Poultry industry to be first to face losses from high corn prices
The poultry industry will be the first to be facing losses from record corn prices, due to the shorter lifespan of chickens compared to red meat animals. The first birds fed on $8 corn will soon hit the market, reports CNBC.
"We estimate that the average producer, by December, is probably going to be losing somewhere on the order of 5 to 10 cents a pound," said Heather Jones of BB&T Capital.
Chicken wing prices are already at record levels, averaging $1.90 a pound now, double what they were a year ago. Even so, poultry prices are not high enough to cover the cost of the corn and soybeans used to feed the birds.
"We're holding our own right now," said Mike Cockrell, treasurer and chief financial officer for Sanderson Farms "But when we start feeling the full brunt of these grain costs, with current chicken markets, there won't be many companies, if any, that can make that work."

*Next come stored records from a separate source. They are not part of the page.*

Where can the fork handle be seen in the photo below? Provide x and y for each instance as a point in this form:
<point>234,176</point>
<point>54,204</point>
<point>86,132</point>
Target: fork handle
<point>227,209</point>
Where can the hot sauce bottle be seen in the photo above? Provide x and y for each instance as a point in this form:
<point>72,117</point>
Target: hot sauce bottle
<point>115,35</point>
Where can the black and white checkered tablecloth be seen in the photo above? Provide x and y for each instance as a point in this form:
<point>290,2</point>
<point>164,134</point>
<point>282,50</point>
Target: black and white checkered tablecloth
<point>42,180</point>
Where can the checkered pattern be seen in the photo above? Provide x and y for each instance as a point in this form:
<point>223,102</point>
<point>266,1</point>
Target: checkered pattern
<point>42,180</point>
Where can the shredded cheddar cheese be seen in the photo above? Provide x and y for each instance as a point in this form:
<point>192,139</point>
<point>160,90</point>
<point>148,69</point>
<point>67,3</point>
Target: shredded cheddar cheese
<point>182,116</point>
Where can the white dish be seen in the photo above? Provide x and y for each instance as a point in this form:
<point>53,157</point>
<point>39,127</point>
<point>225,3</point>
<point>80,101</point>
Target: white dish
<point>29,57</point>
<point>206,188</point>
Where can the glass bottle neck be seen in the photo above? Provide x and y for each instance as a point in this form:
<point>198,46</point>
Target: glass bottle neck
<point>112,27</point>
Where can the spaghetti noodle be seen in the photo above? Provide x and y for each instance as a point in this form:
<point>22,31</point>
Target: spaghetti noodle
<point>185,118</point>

Cockrell said that Sanderson Farms is spending $63 million more on feed this fiscal year, which ends in October. If corn prices remain high, the company could spend up to $250 million more next year. Many poultry companies, including Sanderson Farms, did not lock in their feed costs earlier in the year, when corn was $5 a bushel. That price was before this summer's drought that devastated the Midwest corn crop.
In response, the poultry industry is starting to plan for production cuts by ordering fewer "egg sets." Jones said the impact of reduced supply will start to be seen by the end of November, and by January, poultry prices could be as much as 10 percent higher, regaining solid margins.